Trouble Ticket #1: High fibre diet

Introduction

This is the first of what I am calling a Trouble Ticket post, a review of an issue I’ve run into which I believe warrants sharing with others. This could be because I came across something I’ve not seen before, that I ended up pulling my hair out over or perhaps it simply involved something that was particularly interesting to me. I aim to lay down as much information as I can within the confines of confidentiality, where applicable, and explain my troubleshooting process. So let’s get started with the first ticket.

Description

A customer’s satellite site had a 1Gb\s fibre link laid to the main data centre using a 3rd party supplier. The diagram below shows all the key details to the issue but some more background may help. R1 has an RJ45 to the LAN behind it as does SW1 and both connect to the WAN with LC SFPs. The port on SW1 is layer 2, with the layer 3 endpoint being an ASA behind it.

Diagram

Network diagram
Network diagram

Problem

When R1 was rebooted, its fibre port would initialise but would show as down\down.

Troubleshooting steps

It soon became apparent that this wasn’t going to be a slam dunk fix. Doing a shutdown\no shutdown didn’t help. Removing the LC connector from R1’s SFP and reinserting brought the link back up and removing one of the ST connectors from the patch panel and reinserting also brought the link back up. At this point the link would remain up and stable…until the next reboot. Looked initially like a layer 1 issue.

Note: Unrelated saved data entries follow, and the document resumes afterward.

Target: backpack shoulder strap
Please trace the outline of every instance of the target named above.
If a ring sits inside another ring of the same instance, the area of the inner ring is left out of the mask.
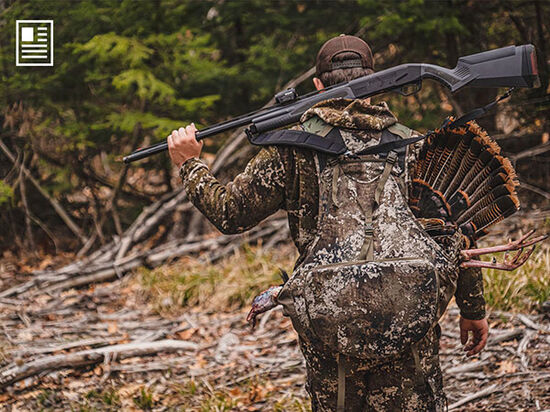
[[[302,128],[302,130],[306,132],[315,133],[323,137],[327,137],[327,135],[329,135],[331,132],[334,133],[332,131],[332,129],[334,129],[334,126],[328,123],[325,123],[319,116],[310,117],[304,123],[302,123],[300,127]],[[317,157],[317,161],[319,163],[318,172],[322,173],[323,170],[325,170],[325,167],[327,166],[329,154],[317,151],[315,153],[315,156]]]
[[[324,123],[318,117],[312,119],[302,125],[305,125],[305,130],[281,129],[258,135],[247,132],[247,137],[250,143],[257,146],[297,146],[329,155],[339,155],[347,150],[338,128]]]

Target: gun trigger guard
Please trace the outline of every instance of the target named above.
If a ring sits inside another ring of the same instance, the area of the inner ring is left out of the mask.
[[[254,137],[256,137],[257,133],[254,133],[250,127],[247,127],[246,129],[244,129],[244,133],[246,134],[246,137],[248,139],[249,142],[252,142]]]

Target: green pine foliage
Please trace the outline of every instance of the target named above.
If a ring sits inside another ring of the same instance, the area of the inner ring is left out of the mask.
[[[9,203],[13,198],[13,188],[10,185],[4,183],[3,180],[0,180],[0,206],[4,203]]]

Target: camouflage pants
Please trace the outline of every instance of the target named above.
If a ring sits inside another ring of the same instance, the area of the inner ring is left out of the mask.
[[[373,365],[347,359],[346,411],[443,411],[446,398],[439,366],[439,325],[418,345],[420,369],[412,353]],[[316,345],[317,346],[317,345]],[[306,390],[313,412],[336,411],[338,364],[326,352],[300,339],[306,359]]]

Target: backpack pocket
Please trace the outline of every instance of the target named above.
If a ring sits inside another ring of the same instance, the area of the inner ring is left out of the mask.
[[[298,334],[348,356],[398,355],[437,321],[437,274],[423,258],[320,265],[289,282],[279,301]]]

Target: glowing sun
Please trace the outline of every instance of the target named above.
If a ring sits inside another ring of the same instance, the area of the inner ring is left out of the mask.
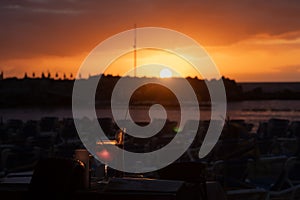
[[[172,72],[171,72],[171,70],[164,68],[160,71],[159,76],[160,76],[160,78],[171,78]]]

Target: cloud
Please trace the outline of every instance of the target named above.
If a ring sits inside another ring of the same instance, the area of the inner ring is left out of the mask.
[[[299,13],[298,0],[3,0],[0,60],[76,57],[135,23],[181,31],[218,48],[220,60],[261,51],[264,61],[284,51],[298,56]]]
[[[0,58],[73,55],[134,23],[183,31],[203,45],[230,45],[262,33],[298,37],[298,13],[297,0],[5,0]]]

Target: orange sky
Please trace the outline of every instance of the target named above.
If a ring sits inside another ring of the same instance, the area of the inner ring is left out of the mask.
[[[5,0],[0,70],[76,74],[98,43],[136,23],[194,38],[222,75],[239,82],[299,81],[299,13],[297,0]]]
[[[127,53],[114,60],[106,69],[105,74],[121,75],[128,73],[130,76],[134,76],[133,71],[133,52]],[[151,64],[149,64],[151,63]],[[160,71],[164,68],[171,68],[177,72],[173,76],[187,77],[192,75],[202,78],[201,75],[194,67],[186,60],[177,56],[174,53],[159,49],[141,49],[137,50],[137,66],[148,65],[144,68],[137,68],[136,75],[139,77],[158,77]],[[160,65],[160,67],[157,67]],[[120,68],[120,66],[123,66]]]

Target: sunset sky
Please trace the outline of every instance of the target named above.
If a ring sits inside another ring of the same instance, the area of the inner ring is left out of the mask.
[[[239,82],[300,81],[299,13],[298,0],[3,0],[0,70],[76,74],[96,45],[136,23],[195,39]]]

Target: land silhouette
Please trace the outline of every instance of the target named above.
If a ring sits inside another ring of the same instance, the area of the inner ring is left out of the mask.
[[[99,78],[90,76],[79,81],[87,82]],[[96,107],[109,106],[112,91],[120,79],[120,76],[102,75],[96,92]],[[141,79],[157,79],[147,77],[127,77],[131,81]],[[176,87],[181,87],[183,78],[171,78]],[[300,83],[237,83],[230,78],[221,78],[228,101],[243,100],[299,100]],[[210,101],[210,95],[205,80],[197,77],[187,77],[186,80],[192,86],[198,101],[203,104]],[[54,79],[49,75],[24,78],[0,79],[0,107],[71,107],[73,76],[70,79]],[[209,80],[221,81],[221,80]],[[272,89],[273,88],[273,89]],[[159,91],[159,92],[157,92]],[[184,92],[184,91],[183,91]],[[147,84],[138,88],[132,95],[131,105],[148,105],[162,103],[166,106],[177,106],[175,95],[164,86]]]

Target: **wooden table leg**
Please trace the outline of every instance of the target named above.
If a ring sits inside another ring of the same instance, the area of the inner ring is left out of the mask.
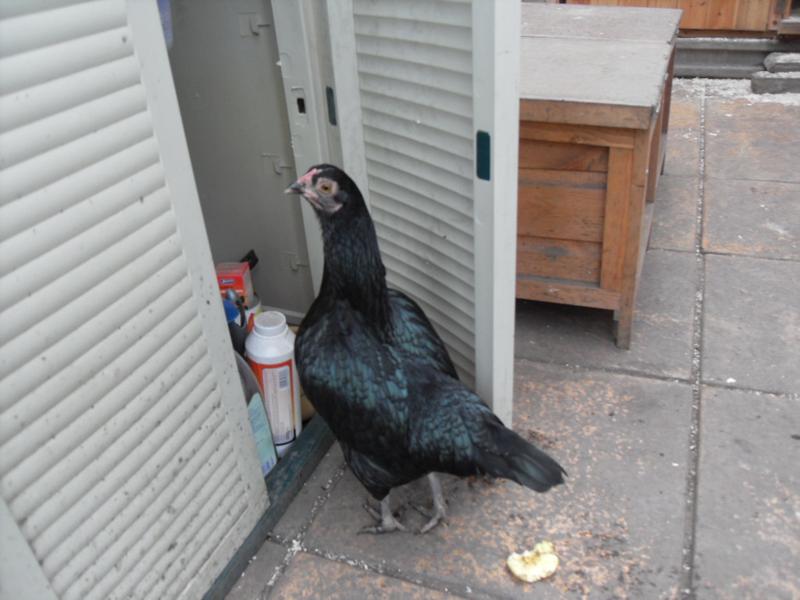
[[[652,175],[646,178],[643,177],[643,174],[651,164],[653,142],[659,133],[660,123],[661,121],[657,120],[651,125],[649,131],[637,132],[632,152],[631,168],[633,172],[628,184],[628,204],[625,211],[623,235],[621,296],[619,310],[616,314],[615,331],[617,346],[626,350],[631,346],[636,291],[650,235],[650,221],[646,218],[645,203],[648,200]],[[647,212],[651,213],[652,211],[648,210]]]

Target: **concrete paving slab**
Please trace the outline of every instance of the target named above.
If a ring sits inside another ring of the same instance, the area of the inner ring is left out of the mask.
[[[709,179],[703,248],[800,260],[800,184]]]
[[[772,52],[764,59],[764,66],[772,73],[800,71],[800,52]]]
[[[518,301],[515,355],[688,379],[695,272],[693,254],[647,252],[630,350],[614,344],[611,311]]]
[[[700,174],[700,107],[702,98],[681,85],[672,88],[665,175]]]
[[[342,450],[339,444],[334,442],[270,532],[270,537],[281,542],[289,542],[297,537],[310,521],[314,506],[327,494],[343,466]]]
[[[650,248],[694,251],[698,187],[696,177],[663,175],[659,179]]]
[[[706,257],[703,379],[800,391],[800,263]]]
[[[688,384],[516,364],[516,429],[551,452],[568,483],[536,494],[508,481],[444,478],[448,524],[426,535],[358,535],[371,522],[366,492],[348,471],[314,520],[305,545],[470,597],[662,597],[680,581],[691,420]],[[393,495],[397,509],[429,502],[424,481]],[[424,518],[406,508],[418,528]],[[552,579],[523,584],[512,551],[551,540]],[[290,579],[286,577],[286,579]]]
[[[758,71],[750,78],[754,94],[786,94],[800,92],[800,72],[770,73]]]
[[[288,550],[278,544],[265,542],[242,577],[225,597],[226,600],[261,600],[269,590],[267,583],[281,566]]]
[[[800,104],[708,98],[706,175],[800,182],[797,123]]]
[[[800,598],[800,401],[705,388],[697,598]]]
[[[300,553],[278,582],[270,600],[419,600],[450,598],[447,593],[372,573],[341,562]]]

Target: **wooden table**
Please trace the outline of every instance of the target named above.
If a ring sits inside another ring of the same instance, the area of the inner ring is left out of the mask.
[[[523,3],[517,297],[614,311],[630,347],[681,11]]]

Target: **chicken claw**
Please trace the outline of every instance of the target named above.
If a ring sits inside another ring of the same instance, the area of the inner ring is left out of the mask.
[[[430,521],[425,523],[422,529],[419,530],[420,534],[428,533],[447,517],[447,503],[445,502],[444,494],[442,493],[442,484],[439,481],[439,478],[435,473],[428,473],[428,481],[431,484],[431,495],[433,496],[433,512],[430,513],[422,507],[414,505],[414,508],[417,511],[426,517],[430,517]]]
[[[392,514],[392,509],[389,506],[389,496],[387,495],[381,500],[381,510],[378,512],[369,502],[364,503],[364,510],[366,510],[374,519],[378,521],[377,525],[372,527],[364,527],[358,533],[391,533],[392,531],[407,531],[405,525],[400,523]]]

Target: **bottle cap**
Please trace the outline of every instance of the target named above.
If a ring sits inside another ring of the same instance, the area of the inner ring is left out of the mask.
[[[286,331],[286,317],[274,310],[256,315],[255,332],[264,337],[281,335]]]

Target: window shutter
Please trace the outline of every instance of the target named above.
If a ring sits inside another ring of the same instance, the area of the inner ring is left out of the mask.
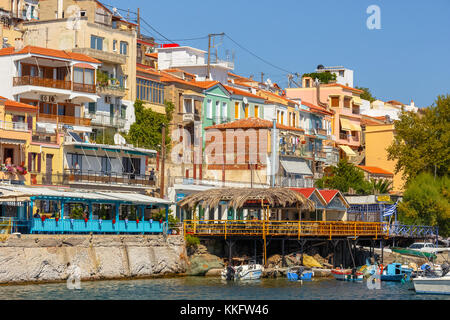
[[[41,154],[38,154],[38,160],[37,160],[37,172],[41,172]]]
[[[33,154],[31,152],[28,152],[28,171],[32,171],[33,168],[31,168],[31,162],[32,162]]]

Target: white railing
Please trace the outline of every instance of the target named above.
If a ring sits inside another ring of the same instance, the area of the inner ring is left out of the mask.
[[[301,178],[287,178],[281,177],[280,179],[281,187],[291,187],[291,188],[313,188],[314,181],[312,179],[301,179]]]
[[[0,121],[0,129],[12,131],[29,131],[28,123],[26,122]]]
[[[126,119],[122,119],[119,116],[108,116],[104,114],[89,114],[87,118],[91,119],[91,124],[101,126],[111,126],[123,128],[125,126]]]

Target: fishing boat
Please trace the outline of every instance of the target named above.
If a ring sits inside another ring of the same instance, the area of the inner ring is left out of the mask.
[[[391,248],[391,250],[392,250],[392,252],[406,254],[408,256],[427,258],[427,259],[432,259],[432,260],[437,258],[437,256],[433,252],[424,252],[424,251],[419,251],[416,249],[393,247],[393,248]]]
[[[222,270],[222,280],[258,280],[261,279],[263,266],[250,261],[248,264],[233,267],[227,266]]]
[[[312,277],[314,277],[314,271],[308,271],[305,270],[304,267],[295,266],[290,267],[287,270],[286,275],[290,281],[312,280]]]
[[[447,262],[440,268],[432,268],[430,265],[422,267],[422,275],[413,279],[416,293],[450,294],[450,265]]]
[[[364,279],[364,273],[356,271],[356,269],[336,268],[331,270],[331,274],[336,280],[341,281],[362,281]]]
[[[444,277],[417,277],[412,280],[416,293],[450,294],[450,275]]]
[[[381,281],[410,281],[413,270],[400,263],[390,263],[386,267],[381,267]]]

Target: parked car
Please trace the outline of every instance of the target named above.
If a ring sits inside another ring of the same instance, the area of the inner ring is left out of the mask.
[[[415,242],[408,249],[428,253],[446,252],[450,250],[450,248],[437,247],[434,243],[429,242]]]

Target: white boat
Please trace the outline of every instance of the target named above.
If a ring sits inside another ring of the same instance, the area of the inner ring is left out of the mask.
[[[258,280],[261,279],[264,267],[260,264],[250,262],[240,266],[228,266],[222,270],[222,280]]]
[[[450,275],[444,277],[418,277],[413,279],[416,293],[450,294]]]

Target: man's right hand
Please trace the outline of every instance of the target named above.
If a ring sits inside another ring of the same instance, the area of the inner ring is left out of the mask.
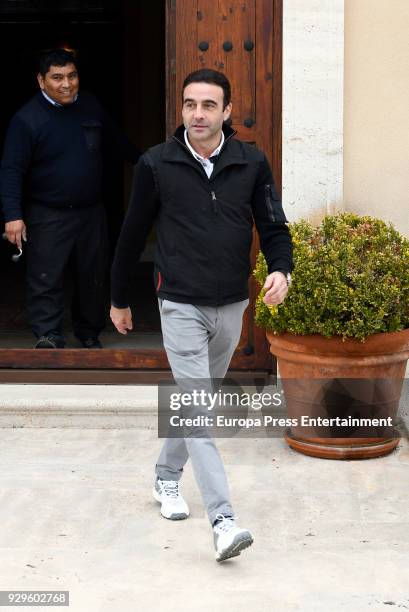
[[[5,225],[7,234],[7,240],[12,244],[22,248],[22,241],[27,242],[27,230],[23,219],[16,219],[16,221],[8,221]]]
[[[128,330],[132,329],[132,312],[129,308],[116,308],[111,306],[111,312],[109,313],[112,323],[120,334],[126,335]]]

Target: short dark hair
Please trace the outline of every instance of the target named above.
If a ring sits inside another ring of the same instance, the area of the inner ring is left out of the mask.
[[[230,82],[229,79],[222,72],[212,70],[211,68],[201,68],[200,70],[195,70],[194,72],[188,74],[185,80],[183,81],[182,102],[185,88],[190,85],[190,83],[211,83],[212,85],[218,85],[223,89],[223,110],[228,104],[230,104]]]
[[[38,62],[38,72],[44,77],[50,70],[50,66],[66,66],[74,64],[78,67],[78,61],[73,51],[67,49],[49,49],[43,51]]]

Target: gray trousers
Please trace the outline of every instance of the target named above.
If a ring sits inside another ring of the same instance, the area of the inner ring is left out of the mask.
[[[225,377],[248,303],[213,307],[159,300],[163,344],[179,386],[189,379]],[[211,437],[167,438],[156,463],[157,476],[179,480],[189,457],[210,522],[219,513],[233,516],[226,473]]]

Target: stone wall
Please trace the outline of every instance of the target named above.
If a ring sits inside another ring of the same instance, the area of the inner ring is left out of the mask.
[[[283,204],[319,221],[343,206],[343,0],[284,0]]]

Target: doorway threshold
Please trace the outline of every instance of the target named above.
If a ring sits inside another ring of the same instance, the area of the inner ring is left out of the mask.
[[[135,384],[136,370],[169,369],[160,333],[121,336],[105,332],[101,334],[101,342],[102,350],[84,349],[68,334],[64,349],[33,349],[31,334],[0,333],[0,383],[75,384],[80,379],[85,384],[118,384],[119,381],[113,380],[117,379],[115,373],[123,372],[120,376],[125,381],[123,384]],[[129,376],[125,374],[127,371]],[[151,376],[148,379],[151,382]]]
[[[79,341],[72,333],[66,335],[67,349],[82,349]],[[162,334],[160,332],[130,332],[121,335],[115,331],[102,332],[100,335],[102,346],[105,349],[161,349]],[[1,349],[32,349],[35,337],[29,331],[0,331]],[[84,349],[82,349],[84,350]]]

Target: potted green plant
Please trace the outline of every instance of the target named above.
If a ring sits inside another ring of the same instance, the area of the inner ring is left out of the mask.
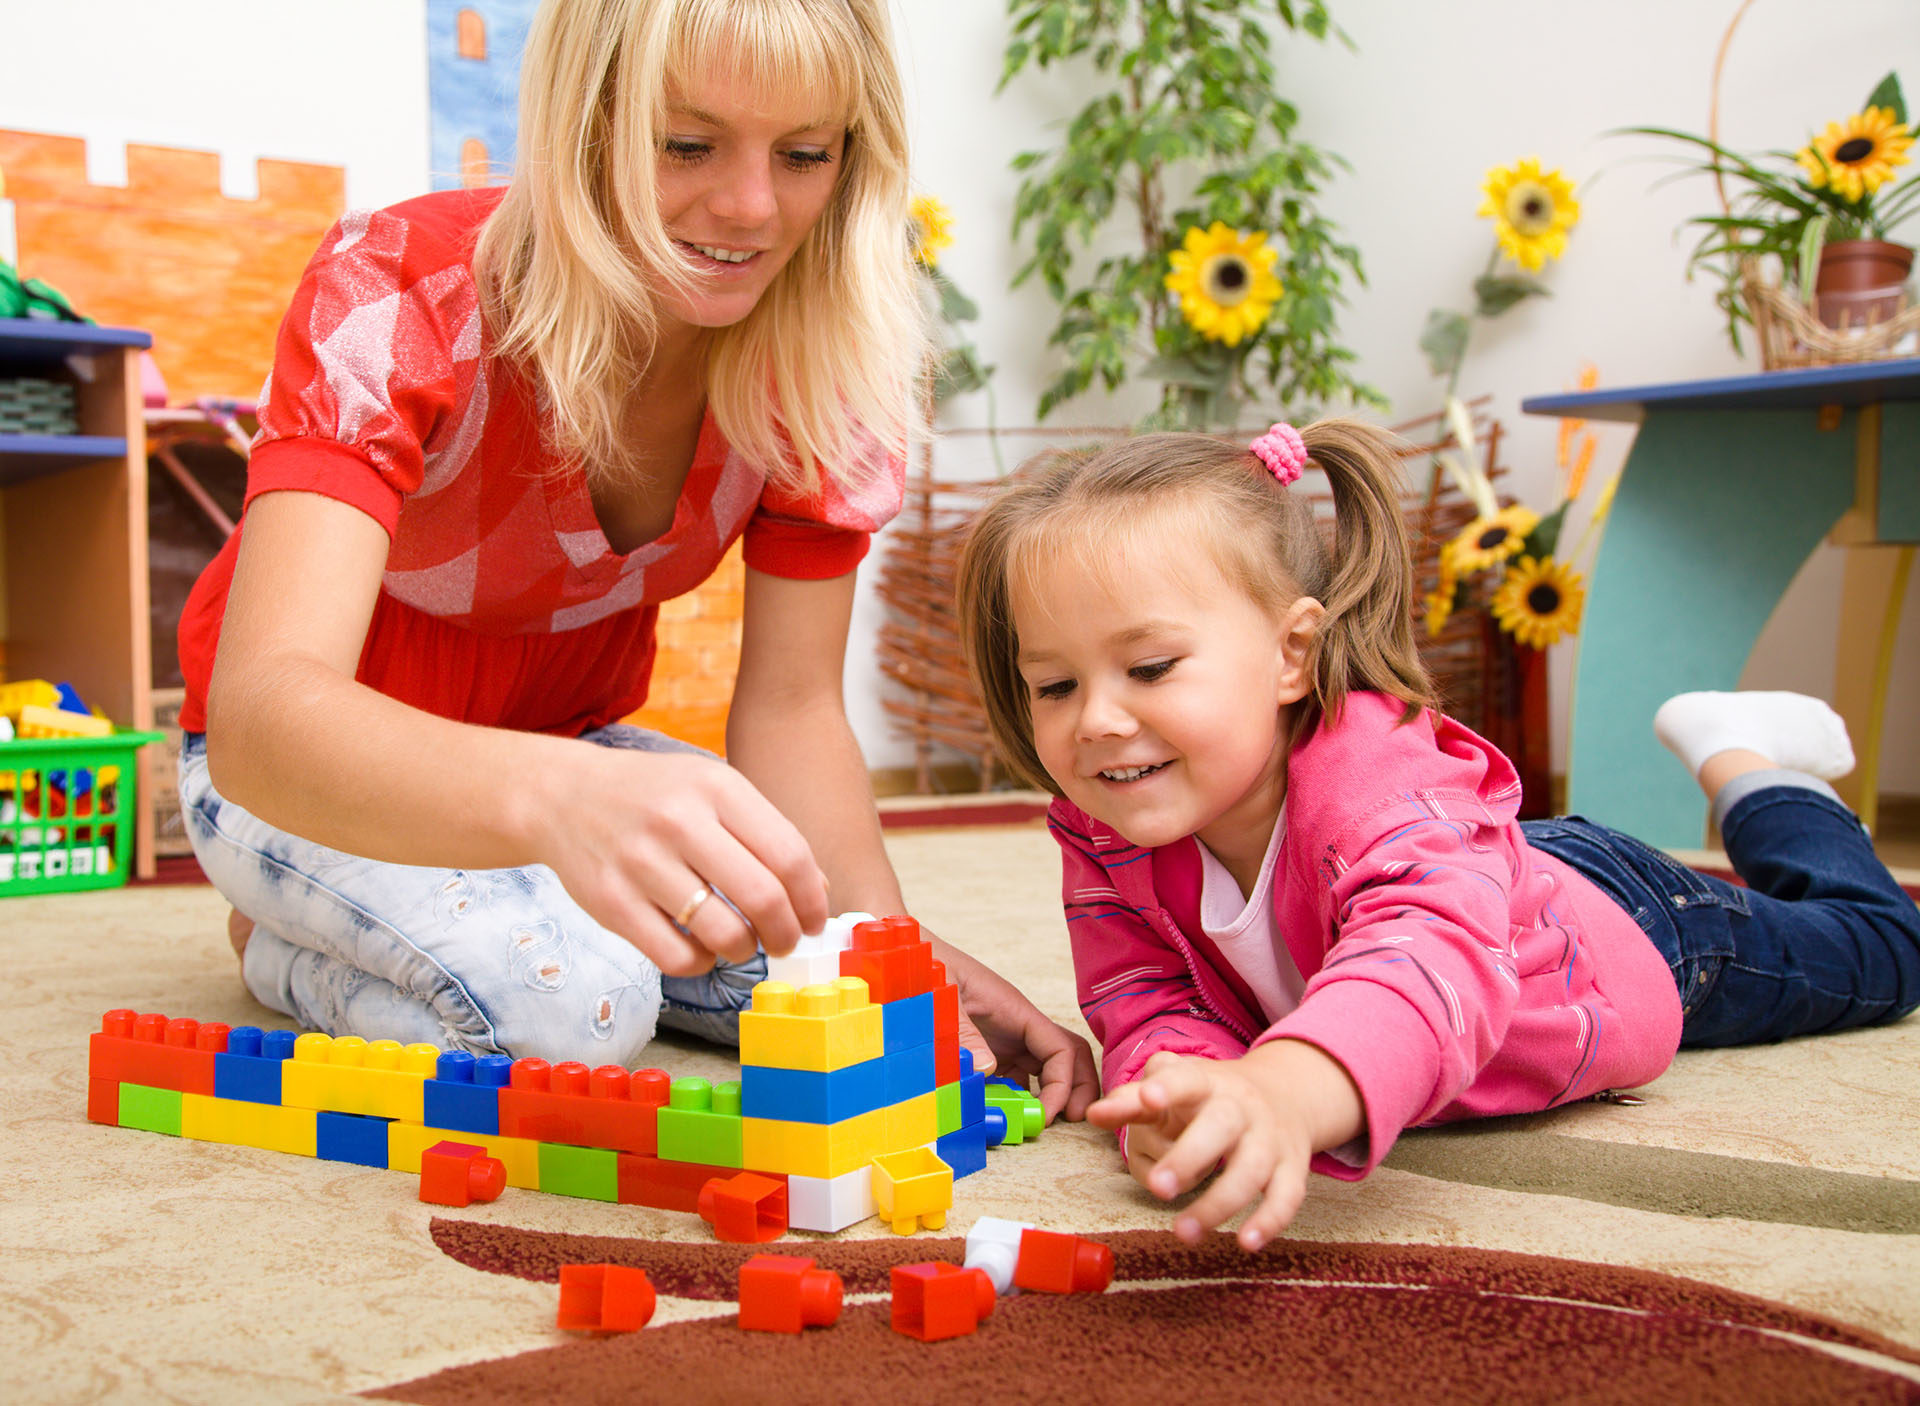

R1 was returned to my head office where I powered it up with a 2nd SFP in a 2nd port, with a loopback fibre. No matter how hard I tried, I could not replicate the issue i.e. both ports came up as expected after every reboot. This led me to believe that the issue was probably with the link itself, somewhere from R1’s SFP to SW1’s SFP. I took R1 back to the remote site myself with a spare patch lead and another SFP and swapped these out but the issue still persisted.

I then got on to the WAN provider and requested they tested the link. They did an end to end test and reported that they could see no issue but when I presented the results of my loopback test, they agreed to move on to a different fibre pair from the site’s patch panel to their POP site and down to the data centre. This still left the patch panel from their kit in the data centre to SW1, but otherwise a complete replacement. Again, the issue remained.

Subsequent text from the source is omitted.